Ira Pande comments on her translation of Prabha Khaitan’s “A Life Apart”

I wrote a comment about the wonderful translation Ira Pande had done of A Life Apart ( http://www.jayabhattacharjirose.com/jaya/2013/05/03/prabha-khaitan-a-life-apart-an-autobiography-translated-from-the-hindi-original-by-ira-pande/ ), ruing the fact it was sans a translator’s note. The very next morning I received the following note from Ira Pande. Thank you!
6 May 2013

On translating Prabha Khaitan
I have always been fascinated by autobiographies because they reveal unknown sides of the person behind the narrative. These are often not visible even to the author of the autobiography, yet they appear to the reader quite clearly. I found this when translating my mother’s writing, even though I thought I knew all about her.

I did not know Prabha Khaitan personally but her story touched something in me. For one, here was a woman who was fearless about revealing the most intimate details of her life and one looked at herself with a dispassionate eye. I tried to get a sense of her when her foster son, Sundeep Bhatoria, asked me to translate her autobiography, but he said he had never been able to get himself to read it and refused to be drawn into a discussion. So her life was a mystery locked in a story she had left behind.

What first struck me was that, despite the honesty and courage, Prabha Khaitan was unable to stand up to a man who appeared petty, petulant and unworthy of her: her lover, Dr Saraf. To me, the original Anya se Ananya, the Hindi version, brought two strange truths together: one was her courage and indomitable will to succeed and defy her Marwari clan and Calcutta society; the other was her disturbing sense of low self-esteem.

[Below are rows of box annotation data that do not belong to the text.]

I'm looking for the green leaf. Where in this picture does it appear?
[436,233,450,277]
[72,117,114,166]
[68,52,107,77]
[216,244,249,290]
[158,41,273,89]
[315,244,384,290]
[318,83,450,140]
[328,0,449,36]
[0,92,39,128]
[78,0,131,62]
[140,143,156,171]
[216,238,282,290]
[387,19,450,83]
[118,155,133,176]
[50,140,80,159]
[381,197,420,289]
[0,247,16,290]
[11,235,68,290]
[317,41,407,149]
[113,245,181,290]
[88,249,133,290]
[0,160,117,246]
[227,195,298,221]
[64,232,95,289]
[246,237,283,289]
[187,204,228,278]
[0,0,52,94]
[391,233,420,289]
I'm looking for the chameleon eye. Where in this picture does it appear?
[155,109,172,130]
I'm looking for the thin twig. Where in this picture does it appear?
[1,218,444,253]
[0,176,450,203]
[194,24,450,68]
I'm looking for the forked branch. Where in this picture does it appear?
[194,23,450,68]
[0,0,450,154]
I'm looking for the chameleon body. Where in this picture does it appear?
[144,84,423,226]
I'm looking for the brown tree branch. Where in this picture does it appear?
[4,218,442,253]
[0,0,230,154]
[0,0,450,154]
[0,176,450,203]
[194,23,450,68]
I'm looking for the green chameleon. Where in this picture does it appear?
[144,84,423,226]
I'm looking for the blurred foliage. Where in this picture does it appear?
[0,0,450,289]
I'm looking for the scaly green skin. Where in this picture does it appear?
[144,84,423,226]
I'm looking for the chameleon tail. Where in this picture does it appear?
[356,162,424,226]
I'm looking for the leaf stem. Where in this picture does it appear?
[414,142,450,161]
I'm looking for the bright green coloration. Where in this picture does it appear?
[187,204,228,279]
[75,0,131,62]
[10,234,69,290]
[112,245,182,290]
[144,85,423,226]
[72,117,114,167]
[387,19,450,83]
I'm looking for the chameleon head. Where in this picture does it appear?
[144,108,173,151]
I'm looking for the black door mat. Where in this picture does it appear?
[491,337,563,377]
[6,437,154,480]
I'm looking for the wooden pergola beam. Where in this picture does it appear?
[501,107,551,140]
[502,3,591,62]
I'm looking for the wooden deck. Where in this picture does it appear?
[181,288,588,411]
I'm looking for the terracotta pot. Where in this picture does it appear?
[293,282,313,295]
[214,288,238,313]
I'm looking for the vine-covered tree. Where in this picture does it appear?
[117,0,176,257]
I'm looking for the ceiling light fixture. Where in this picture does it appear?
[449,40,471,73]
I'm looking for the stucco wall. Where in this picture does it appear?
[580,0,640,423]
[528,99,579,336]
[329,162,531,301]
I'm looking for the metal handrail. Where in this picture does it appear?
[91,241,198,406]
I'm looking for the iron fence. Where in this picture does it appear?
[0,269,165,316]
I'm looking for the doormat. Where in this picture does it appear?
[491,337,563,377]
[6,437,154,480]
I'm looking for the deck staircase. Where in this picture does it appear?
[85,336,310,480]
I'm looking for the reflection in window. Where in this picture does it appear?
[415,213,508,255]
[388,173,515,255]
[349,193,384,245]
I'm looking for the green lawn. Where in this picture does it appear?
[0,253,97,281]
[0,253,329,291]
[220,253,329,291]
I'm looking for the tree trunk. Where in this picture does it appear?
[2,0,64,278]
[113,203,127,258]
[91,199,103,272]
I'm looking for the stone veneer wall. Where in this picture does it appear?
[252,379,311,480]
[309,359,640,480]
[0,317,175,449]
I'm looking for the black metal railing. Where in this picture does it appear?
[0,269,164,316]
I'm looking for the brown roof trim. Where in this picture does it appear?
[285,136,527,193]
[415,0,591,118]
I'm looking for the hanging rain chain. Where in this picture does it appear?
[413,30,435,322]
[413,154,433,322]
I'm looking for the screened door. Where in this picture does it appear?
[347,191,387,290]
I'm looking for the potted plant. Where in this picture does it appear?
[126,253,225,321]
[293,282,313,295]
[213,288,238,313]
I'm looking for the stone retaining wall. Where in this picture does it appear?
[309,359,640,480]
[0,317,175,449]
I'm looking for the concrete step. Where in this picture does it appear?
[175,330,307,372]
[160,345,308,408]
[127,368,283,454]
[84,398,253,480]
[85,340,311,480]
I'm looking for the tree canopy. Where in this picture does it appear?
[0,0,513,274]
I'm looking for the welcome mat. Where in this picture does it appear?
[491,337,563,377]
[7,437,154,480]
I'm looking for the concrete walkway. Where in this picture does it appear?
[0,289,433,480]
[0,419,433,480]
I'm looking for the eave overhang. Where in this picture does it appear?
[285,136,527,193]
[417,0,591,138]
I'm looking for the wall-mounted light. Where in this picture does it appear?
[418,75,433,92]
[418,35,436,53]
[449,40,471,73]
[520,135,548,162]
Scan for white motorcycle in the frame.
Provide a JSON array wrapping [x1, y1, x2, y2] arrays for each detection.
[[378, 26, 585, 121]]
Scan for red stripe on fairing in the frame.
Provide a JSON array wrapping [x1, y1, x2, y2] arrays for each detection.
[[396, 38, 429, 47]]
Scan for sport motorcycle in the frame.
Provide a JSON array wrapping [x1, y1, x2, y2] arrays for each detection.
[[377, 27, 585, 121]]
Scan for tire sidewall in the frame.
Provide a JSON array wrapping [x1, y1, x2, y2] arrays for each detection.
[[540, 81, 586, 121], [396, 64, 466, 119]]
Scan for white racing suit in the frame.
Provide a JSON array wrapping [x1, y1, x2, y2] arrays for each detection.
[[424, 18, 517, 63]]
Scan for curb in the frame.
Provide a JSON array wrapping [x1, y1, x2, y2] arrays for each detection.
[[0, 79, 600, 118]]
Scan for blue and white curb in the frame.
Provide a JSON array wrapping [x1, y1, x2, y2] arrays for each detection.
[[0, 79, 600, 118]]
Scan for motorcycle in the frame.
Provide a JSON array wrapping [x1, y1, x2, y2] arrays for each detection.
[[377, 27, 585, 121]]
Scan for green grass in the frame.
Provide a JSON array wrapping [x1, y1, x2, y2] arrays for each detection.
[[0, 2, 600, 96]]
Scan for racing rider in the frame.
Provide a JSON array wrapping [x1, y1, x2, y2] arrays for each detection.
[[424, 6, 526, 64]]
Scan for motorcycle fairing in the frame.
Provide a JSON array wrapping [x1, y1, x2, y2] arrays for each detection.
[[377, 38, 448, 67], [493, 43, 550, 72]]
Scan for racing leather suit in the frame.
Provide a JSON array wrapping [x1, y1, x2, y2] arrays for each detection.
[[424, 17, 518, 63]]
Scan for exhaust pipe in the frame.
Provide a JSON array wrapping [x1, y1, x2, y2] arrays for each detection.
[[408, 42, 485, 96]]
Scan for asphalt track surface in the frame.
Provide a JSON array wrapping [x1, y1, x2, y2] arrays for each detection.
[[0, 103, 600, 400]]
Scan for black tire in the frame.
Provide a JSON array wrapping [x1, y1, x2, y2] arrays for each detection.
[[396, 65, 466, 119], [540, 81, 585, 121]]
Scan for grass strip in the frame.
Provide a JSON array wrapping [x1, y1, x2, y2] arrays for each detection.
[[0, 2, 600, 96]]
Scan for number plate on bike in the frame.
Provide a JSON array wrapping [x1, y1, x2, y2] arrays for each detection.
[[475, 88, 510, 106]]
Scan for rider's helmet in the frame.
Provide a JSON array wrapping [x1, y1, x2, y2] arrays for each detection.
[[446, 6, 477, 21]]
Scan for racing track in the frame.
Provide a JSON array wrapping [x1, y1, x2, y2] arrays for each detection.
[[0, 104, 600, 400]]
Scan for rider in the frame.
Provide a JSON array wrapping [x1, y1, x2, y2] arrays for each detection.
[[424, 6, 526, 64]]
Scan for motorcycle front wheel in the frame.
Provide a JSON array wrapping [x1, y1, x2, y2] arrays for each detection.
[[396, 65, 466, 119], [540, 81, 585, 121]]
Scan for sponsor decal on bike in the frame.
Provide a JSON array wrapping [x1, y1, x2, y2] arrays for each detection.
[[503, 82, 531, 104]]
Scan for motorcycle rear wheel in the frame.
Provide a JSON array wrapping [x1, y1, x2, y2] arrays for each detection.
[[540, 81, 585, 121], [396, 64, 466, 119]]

I feel there is something that a language bestows by its vocabulary to a narrative. Hindi, by its very nature and political history, is the language of the powerless and the exploited. So it lends itself very easily to self-pity. English, on the other hand, is the language of confidence and power just as Urdu is the language of romantic longing and lyric grace, of tragedy and requiems. Translating from one into another requires not just a strong understanding of the cultural predisposition of these languages but the ability to reconcile the two halves. For me, bringing out the courage and the weakness of Prabha’s persona was the problem to grapple with for both had their own place in her life’s story. I am glad that many readers have seen these two strands in my translation.